Apesar de muito preocupante, o atropelamento de fauna é apenas a ponta do “iceberg”, uma vez que as estradas têm uma série de outros efeitos negativos. Funcionam como barreiras físicas para o movimento dos animais, impedindo o acesso dos mesmos aos recursos ecológicos, como comida e parceiros sexuais, isolando as populações e impedindo o fluxo genético. Por outro lado, funcionam como acesso para introdução de espécies exóticas e domésticas de animais e plantas em ecossistemas preservados. Estes, por sua vez, competem com as espécies nativas locais por alimento e espaço, além de transmitirem doenças potencialmente fatais. Além disso, a implantação de uma estrada em uma paisagem natural leva a uma perda de habitat maior do que apenas a área coberta pela própria estrada, pois promove uma extensa e inevitável perda de qualidade da floresta a partir da borda da estrada, devido a maior incidência de luz solar, calor, poluição sonora, do ar, do solo e da água. Pelas vias de escoamento de águas pluviais, por exemplo, os contaminantes tóxicos das estradas, como metais pesados dos automóveis, entram na paisagem de forma mais ampla e permanecem no meio ambiente, interagindo com a vida silvestre. Os organismos são sensíveis a essas alterações em seus ambientes. Todos esses fatores aumentam os riscos de extinção das populações de espécies silvestres, agravando a atual crise global da biodiversidade.

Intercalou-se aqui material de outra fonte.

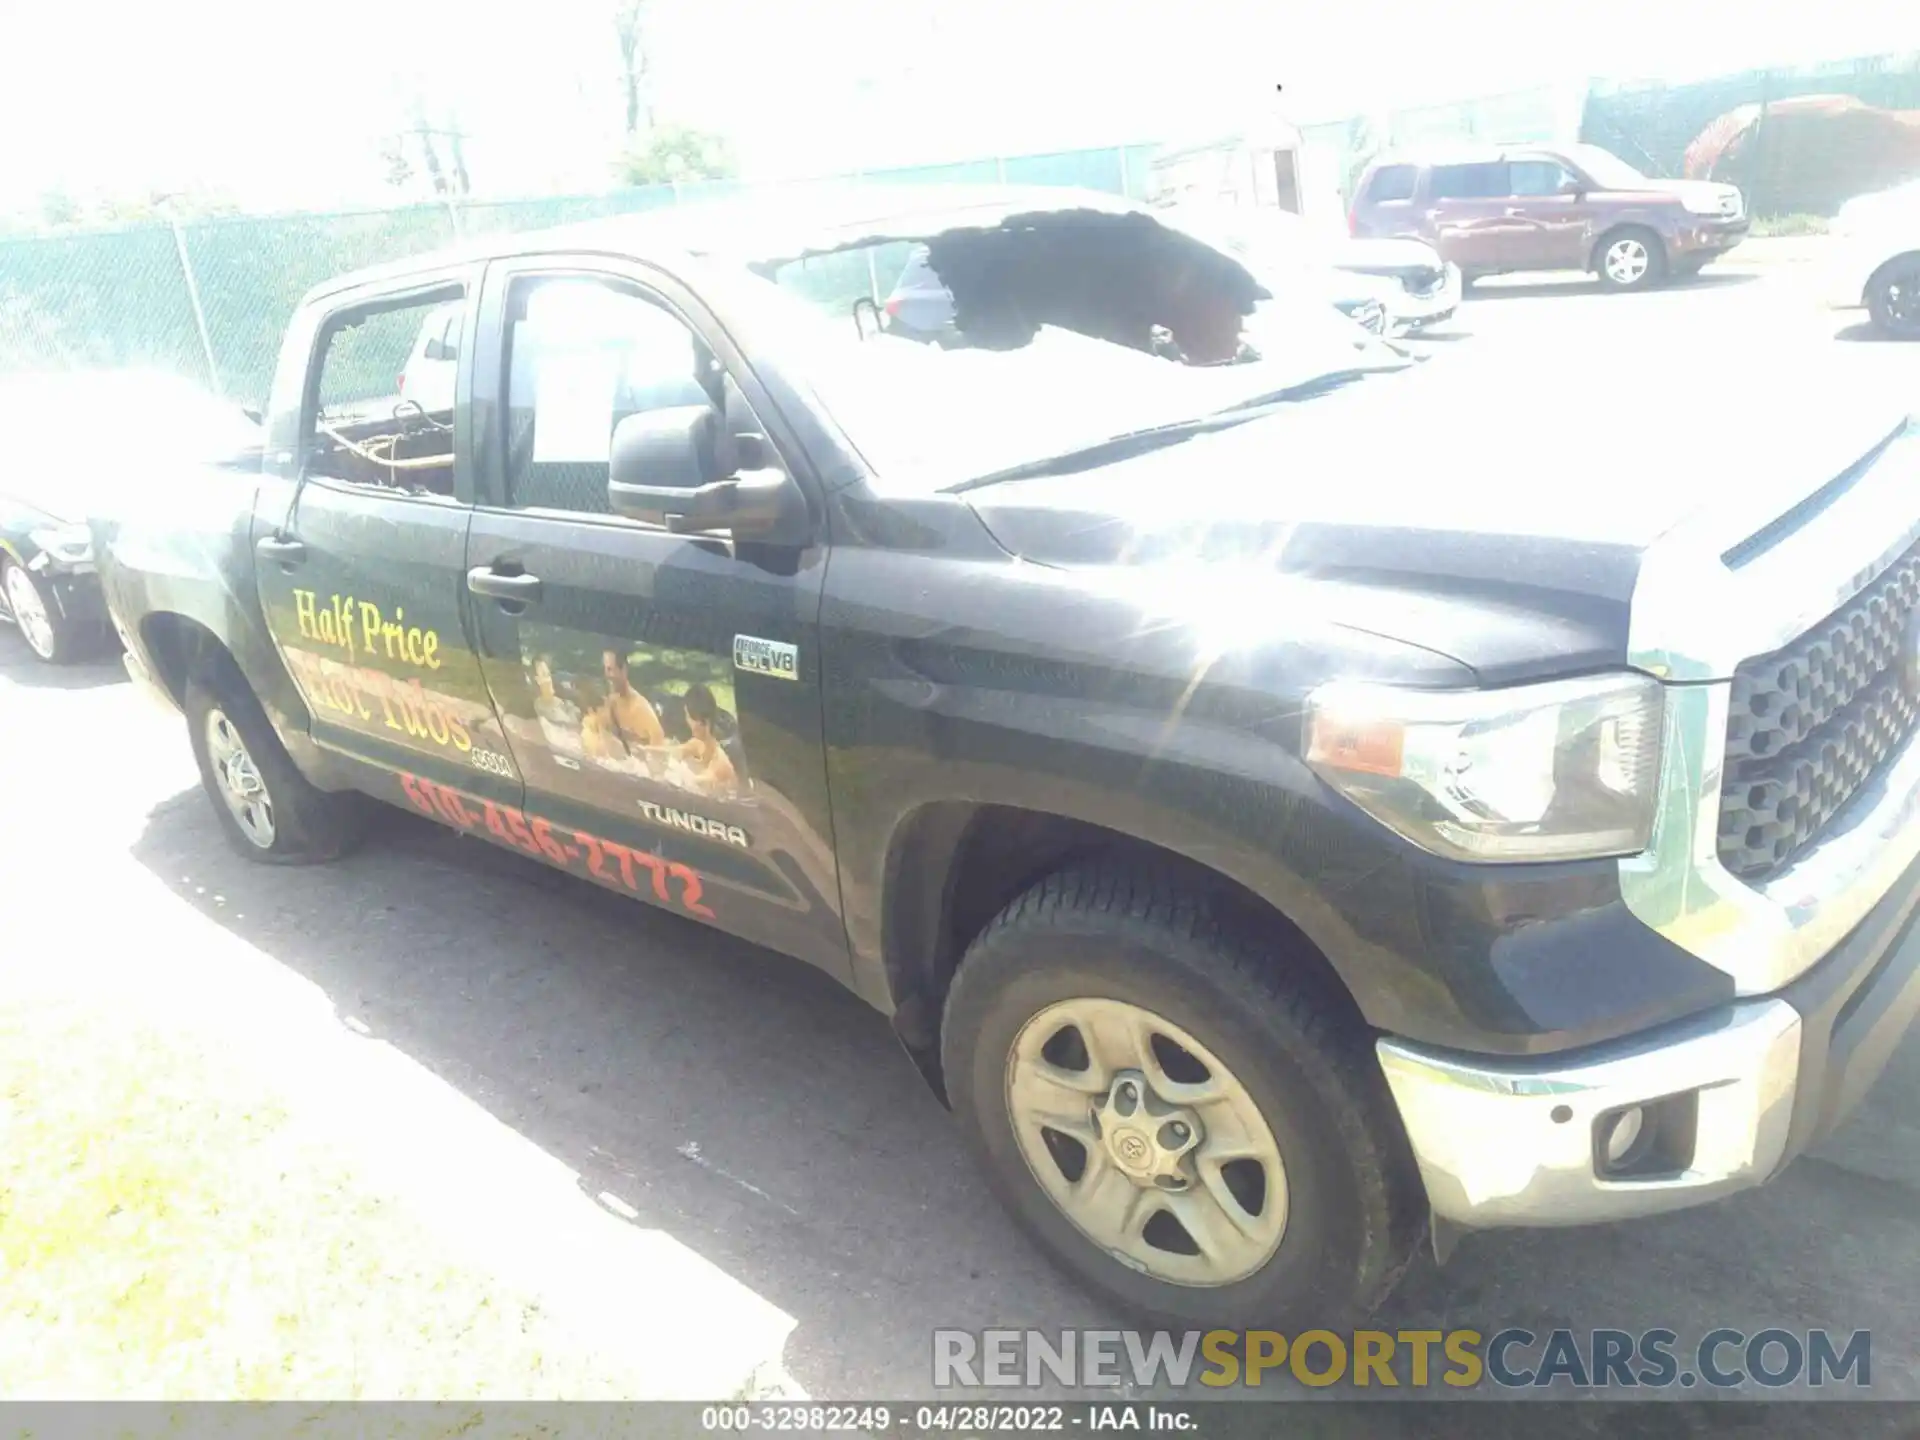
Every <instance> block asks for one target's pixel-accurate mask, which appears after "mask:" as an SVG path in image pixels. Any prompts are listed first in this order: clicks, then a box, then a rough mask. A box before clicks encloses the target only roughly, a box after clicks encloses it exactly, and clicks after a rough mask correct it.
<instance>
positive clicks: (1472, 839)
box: [1306, 674, 1663, 862]
mask: <svg viewBox="0 0 1920 1440" xmlns="http://www.w3.org/2000/svg"><path fill="white" fill-rule="evenodd" d="M1661 703H1663V695H1661V685H1659V682H1655V680H1651V678H1647V676H1642V674H1611V676H1588V678H1584V680H1555V682H1548V684H1542V685H1517V687H1513V689H1446V691H1436V689H1428V691H1419V689H1400V687H1394V685H1373V684H1356V682H1336V684H1331V685H1323V687H1321V689H1317V691H1313V695H1311V697H1309V699H1308V733H1306V758H1308V764H1309V766H1313V770H1315V772H1317V774H1319V776H1321V780H1325V781H1327V783H1329V785H1332V787H1334V789H1338V791H1340V793H1342V795H1346V797H1348V799H1350V801H1354V803H1356V804H1357V806H1359V808H1361V810H1365V812H1367V814H1371V816H1373V818H1375V820H1379V822H1380V824H1384V826H1388V828H1390V829H1394V831H1398V833H1402V835H1405V837H1407V839H1409V841H1413V843H1415V845H1419V847H1421V849H1425V851H1430V852H1434V854H1440V856H1446V858H1450V860H1500V862H1515V860H1578V858H1596V856H1605V854H1638V852H1640V851H1644V849H1647V843H1649V839H1651V833H1653V810H1655V789H1657V785H1659V772H1661Z"/></svg>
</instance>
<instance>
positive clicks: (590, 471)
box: [505, 276, 712, 515]
mask: <svg viewBox="0 0 1920 1440" xmlns="http://www.w3.org/2000/svg"><path fill="white" fill-rule="evenodd" d="M710 367H712V359H710V355H708V351H707V348H705V346H703V344H701V340H699V336H695V334H693V330H689V328H687V324H685V323H684V321H682V319H680V317H678V315H674V313H672V311H668V309H666V307H662V305H659V303H655V301H653V300H647V298H645V296H641V294H639V292H636V290H628V288H622V286H618V284H614V282H609V280H595V278H584V276H536V278H522V280H515V284H513V290H511V292H509V296H507V405H505V424H507V451H505V453H507V467H505V468H507V495H505V501H507V505H509V507H513V509H520V511H526V509H541V511H580V513H589V515H609V513H611V505H609V503H607V478H609V459H611V455H612V428H614V426H616V424H618V422H620V420H624V419H626V417H628V415H639V413H643V411H653V409H668V407H678V405H710V403H712V397H710V396H708V394H707V390H705V386H703V380H701V376H703V374H705V372H708V371H710Z"/></svg>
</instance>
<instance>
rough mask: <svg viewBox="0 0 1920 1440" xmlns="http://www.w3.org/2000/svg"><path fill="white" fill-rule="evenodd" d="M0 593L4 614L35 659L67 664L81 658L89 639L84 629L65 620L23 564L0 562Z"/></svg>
mask: <svg viewBox="0 0 1920 1440" xmlns="http://www.w3.org/2000/svg"><path fill="white" fill-rule="evenodd" d="M0 591H4V593H6V611H8V614H12V616H13V624H15V626H17V628H19V634H21V639H25V641H27V649H31V651H33V653H35V659H40V660H46V662H48V664H69V662H73V660H79V659H84V653H86V641H88V639H90V637H92V636H90V634H88V630H86V628H84V626H77V624H73V620H69V618H67V614H65V611H61V609H60V605H58V603H56V601H54V597H52V595H50V593H48V589H46V586H42V584H40V582H38V580H35V578H33V572H31V570H27V566H25V564H17V563H13V561H0Z"/></svg>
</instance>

As estradas são empreendimentos sociais, mas não podem ser um atentado contra os últimos refúgios da biodiversidade, principalmente as áreas protegidas em um dos biomas mais ameaçados do mundo, a Mata Atlântica. Visto que estes remanescentes naturais, para além do papel na conservação, também cumprem importante papel social, como fornecedores de serviços ambientais indispensáveis às atividades humanas e garantia de sustentabilidade global.
O Estado Brasileiro, o setor produtivo e a sociedade civil têm que assumir esse grave problema da BR-101 em Sooretama de forma responsável. O ideal é que a rodovia seja realocada, ou seja, desviada da Rebio de Sooretama e seu entorno. Sooretama nunca foi lugar para estrada, sempre foi a terra e o refúgio dos animais da mata.